AI agents have proven to be highly capable tools at code generation. Yet, as we push these models to high-stakes domains, ranging from frontier research mathematics to mission-critical software, we encounter a scaling bottleneck: the human review. The time and specialized expertise required to manually verify become the primary impedance of engineering velocity.
We envision a more helpful generation of coding agents to both carry out their tasks and formally prove their implementations against strict specifications. Instead of debugging machine-generated logic, humans dictate what they want. Today, we are taking the first major step toward that vision.
Introducing Leanstral
We release Leanstral, the first open-source code agent designed for Lean 4. Lean4 is a proof assistant capable of expressing complex mathematical objects such as perfectoid spaces and software specifications like properties of Rust fragments. Unlike existing proving systems that act as wrappers around large generalist models or focus on single math problems, Leanstral is designed to be highly efficient (with 6B active parameters) and trained for operating in realistic formal repositories.

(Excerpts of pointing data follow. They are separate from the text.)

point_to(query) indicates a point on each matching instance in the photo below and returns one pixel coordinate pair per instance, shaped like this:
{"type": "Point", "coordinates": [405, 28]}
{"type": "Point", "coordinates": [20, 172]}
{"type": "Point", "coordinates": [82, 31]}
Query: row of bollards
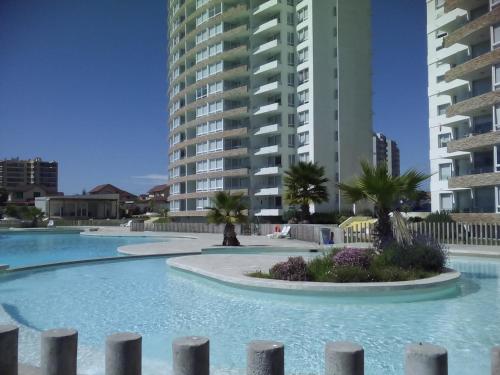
{"type": "Point", "coordinates": [191, 356]}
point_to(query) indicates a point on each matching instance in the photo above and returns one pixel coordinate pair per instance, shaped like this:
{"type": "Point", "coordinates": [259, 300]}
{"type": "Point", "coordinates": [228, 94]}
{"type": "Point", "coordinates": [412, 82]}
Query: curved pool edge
{"type": "Point", "coordinates": [442, 282]}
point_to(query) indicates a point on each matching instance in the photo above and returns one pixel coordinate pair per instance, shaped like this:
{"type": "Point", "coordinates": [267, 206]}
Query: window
{"type": "Point", "coordinates": [201, 166]}
{"type": "Point", "coordinates": [303, 138]}
{"type": "Point", "coordinates": [446, 202]}
{"type": "Point", "coordinates": [303, 55]}
{"type": "Point", "coordinates": [304, 157]}
{"type": "Point", "coordinates": [303, 76]}
{"type": "Point", "coordinates": [496, 78]}
{"type": "Point", "coordinates": [303, 118]}
{"type": "Point", "coordinates": [496, 36]}
{"type": "Point", "coordinates": [441, 110]}
{"type": "Point", "coordinates": [302, 35]}
{"type": "Point", "coordinates": [303, 97]}
{"type": "Point", "coordinates": [302, 15]}
{"type": "Point", "coordinates": [444, 171]}
{"type": "Point", "coordinates": [203, 203]}
{"type": "Point", "coordinates": [443, 139]}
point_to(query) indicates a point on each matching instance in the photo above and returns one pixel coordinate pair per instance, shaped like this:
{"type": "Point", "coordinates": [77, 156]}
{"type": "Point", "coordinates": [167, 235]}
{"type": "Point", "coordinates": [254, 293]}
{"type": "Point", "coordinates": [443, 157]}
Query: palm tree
{"type": "Point", "coordinates": [305, 184]}
{"type": "Point", "coordinates": [386, 192]}
{"type": "Point", "coordinates": [229, 210]}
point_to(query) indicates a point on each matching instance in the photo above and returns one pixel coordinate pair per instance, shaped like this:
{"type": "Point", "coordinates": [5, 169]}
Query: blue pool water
{"type": "Point", "coordinates": [147, 297]}
{"type": "Point", "coordinates": [26, 249]}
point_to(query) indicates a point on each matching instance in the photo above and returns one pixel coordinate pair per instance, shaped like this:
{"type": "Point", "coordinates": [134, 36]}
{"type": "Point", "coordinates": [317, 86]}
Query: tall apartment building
{"type": "Point", "coordinates": [386, 151]}
{"type": "Point", "coordinates": [464, 104]}
{"type": "Point", "coordinates": [256, 86]}
{"type": "Point", "coordinates": [17, 174]}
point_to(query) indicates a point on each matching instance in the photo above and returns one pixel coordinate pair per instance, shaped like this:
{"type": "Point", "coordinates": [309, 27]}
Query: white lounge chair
{"type": "Point", "coordinates": [285, 233]}
{"type": "Point", "coordinates": [127, 224]}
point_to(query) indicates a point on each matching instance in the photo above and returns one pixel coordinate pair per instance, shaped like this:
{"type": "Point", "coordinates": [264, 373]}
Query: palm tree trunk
{"type": "Point", "coordinates": [306, 213]}
{"type": "Point", "coordinates": [230, 236]}
{"type": "Point", "coordinates": [383, 229]}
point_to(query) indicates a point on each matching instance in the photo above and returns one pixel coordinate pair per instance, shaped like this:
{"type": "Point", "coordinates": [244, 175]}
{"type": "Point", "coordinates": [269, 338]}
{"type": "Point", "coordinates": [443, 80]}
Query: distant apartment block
{"type": "Point", "coordinates": [255, 87]}
{"type": "Point", "coordinates": [464, 104]}
{"type": "Point", "coordinates": [26, 179]}
{"type": "Point", "coordinates": [386, 151]}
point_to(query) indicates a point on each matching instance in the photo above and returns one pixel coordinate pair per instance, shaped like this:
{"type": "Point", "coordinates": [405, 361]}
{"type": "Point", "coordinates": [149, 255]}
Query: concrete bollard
{"type": "Point", "coordinates": [191, 356]}
{"type": "Point", "coordinates": [495, 361]}
{"type": "Point", "coordinates": [124, 354]}
{"type": "Point", "coordinates": [265, 358]}
{"type": "Point", "coordinates": [344, 358]}
{"type": "Point", "coordinates": [426, 359]}
{"type": "Point", "coordinates": [9, 336]}
{"type": "Point", "coordinates": [59, 350]}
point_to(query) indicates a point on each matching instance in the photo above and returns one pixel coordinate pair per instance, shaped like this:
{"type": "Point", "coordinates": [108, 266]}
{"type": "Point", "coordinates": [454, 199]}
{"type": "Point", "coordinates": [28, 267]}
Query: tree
{"type": "Point", "coordinates": [305, 183]}
{"type": "Point", "coordinates": [386, 192]}
{"type": "Point", "coordinates": [229, 210]}
{"type": "Point", "coordinates": [33, 214]}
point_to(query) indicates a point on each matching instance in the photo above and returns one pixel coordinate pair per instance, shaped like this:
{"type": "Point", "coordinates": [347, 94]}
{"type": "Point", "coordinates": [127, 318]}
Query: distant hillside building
{"type": "Point", "coordinates": [386, 150]}
{"type": "Point", "coordinates": [111, 189]}
{"type": "Point", "coordinates": [25, 180]}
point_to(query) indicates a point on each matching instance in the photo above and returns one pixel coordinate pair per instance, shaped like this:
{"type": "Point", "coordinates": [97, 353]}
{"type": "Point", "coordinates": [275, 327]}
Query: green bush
{"type": "Point", "coordinates": [425, 254]}
{"type": "Point", "coordinates": [439, 217]}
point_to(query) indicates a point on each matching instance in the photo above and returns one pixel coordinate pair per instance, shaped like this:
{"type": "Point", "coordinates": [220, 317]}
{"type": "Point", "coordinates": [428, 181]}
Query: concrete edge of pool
{"type": "Point", "coordinates": [232, 269]}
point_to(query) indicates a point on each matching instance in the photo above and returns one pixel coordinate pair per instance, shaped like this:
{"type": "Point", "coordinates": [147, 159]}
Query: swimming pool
{"type": "Point", "coordinates": [147, 297]}
{"type": "Point", "coordinates": [31, 248]}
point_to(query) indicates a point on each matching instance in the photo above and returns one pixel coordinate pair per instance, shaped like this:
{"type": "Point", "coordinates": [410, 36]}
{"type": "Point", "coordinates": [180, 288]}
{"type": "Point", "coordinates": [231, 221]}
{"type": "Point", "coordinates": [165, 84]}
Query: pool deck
{"type": "Point", "coordinates": [233, 269]}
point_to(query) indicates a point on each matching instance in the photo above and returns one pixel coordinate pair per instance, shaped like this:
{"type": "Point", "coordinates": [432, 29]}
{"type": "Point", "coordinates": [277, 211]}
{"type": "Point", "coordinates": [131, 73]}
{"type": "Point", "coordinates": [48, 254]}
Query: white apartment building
{"type": "Point", "coordinates": [256, 86]}
{"type": "Point", "coordinates": [464, 104]}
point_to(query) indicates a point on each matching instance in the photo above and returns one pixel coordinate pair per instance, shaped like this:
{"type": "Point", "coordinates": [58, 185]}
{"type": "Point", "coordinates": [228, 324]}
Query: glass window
{"type": "Point", "coordinates": [443, 139]}
{"type": "Point", "coordinates": [446, 201]}
{"type": "Point", "coordinates": [444, 171]}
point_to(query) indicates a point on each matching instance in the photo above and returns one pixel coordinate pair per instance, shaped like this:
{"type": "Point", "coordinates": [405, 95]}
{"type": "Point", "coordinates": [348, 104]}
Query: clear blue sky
{"type": "Point", "coordinates": [84, 82]}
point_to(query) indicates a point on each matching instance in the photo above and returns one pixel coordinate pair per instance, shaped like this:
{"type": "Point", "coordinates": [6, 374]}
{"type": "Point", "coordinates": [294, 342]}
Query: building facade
{"type": "Point", "coordinates": [19, 175]}
{"type": "Point", "coordinates": [464, 104]}
{"type": "Point", "coordinates": [386, 151]}
{"type": "Point", "coordinates": [256, 86]}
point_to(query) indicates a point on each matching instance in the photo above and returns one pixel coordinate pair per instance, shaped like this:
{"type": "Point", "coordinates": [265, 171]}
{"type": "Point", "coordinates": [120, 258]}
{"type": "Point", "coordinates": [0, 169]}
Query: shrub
{"type": "Point", "coordinates": [294, 269]}
{"type": "Point", "coordinates": [350, 274]}
{"type": "Point", "coordinates": [425, 254]}
{"type": "Point", "coordinates": [353, 257]}
{"type": "Point", "coordinates": [439, 217]}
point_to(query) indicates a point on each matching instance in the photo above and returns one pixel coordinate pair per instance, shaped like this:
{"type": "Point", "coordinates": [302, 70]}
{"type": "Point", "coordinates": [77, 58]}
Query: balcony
{"type": "Point", "coordinates": [267, 150]}
{"type": "Point", "coordinates": [267, 129]}
{"type": "Point", "coordinates": [268, 171]}
{"type": "Point", "coordinates": [474, 31]}
{"type": "Point", "coordinates": [450, 5]}
{"type": "Point", "coordinates": [269, 212]}
{"type": "Point", "coordinates": [475, 142]}
{"type": "Point", "coordinates": [270, 191]}
{"type": "Point", "coordinates": [267, 26]}
{"type": "Point", "coordinates": [267, 7]}
{"type": "Point", "coordinates": [478, 179]}
{"type": "Point", "coordinates": [271, 46]}
{"type": "Point", "coordinates": [266, 109]}
{"type": "Point", "coordinates": [475, 68]}
{"type": "Point", "coordinates": [475, 106]}
{"type": "Point", "coordinates": [272, 66]}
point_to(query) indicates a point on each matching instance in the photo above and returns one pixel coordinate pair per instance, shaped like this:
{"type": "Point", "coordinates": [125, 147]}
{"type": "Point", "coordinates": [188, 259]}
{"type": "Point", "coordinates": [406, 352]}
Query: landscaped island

Open and accessible: We release Leanstral weights under an Apache 2.0 license, in an agent mode within Mistral vibe, and through a free API endpoint. We will also release a tech report detailing our training approach, and a new evaluation suite FLTEval, to move evaluations beyond their focus on competition math.
Efficient and mighty: We use a highly sparse architecture for Leanstral, and optimise it for proof engineering tasks. Leveraging parallel inference with Lean as a perfect verifier, Leanstral is both performant and cost-efficient against existing closed-source competitors.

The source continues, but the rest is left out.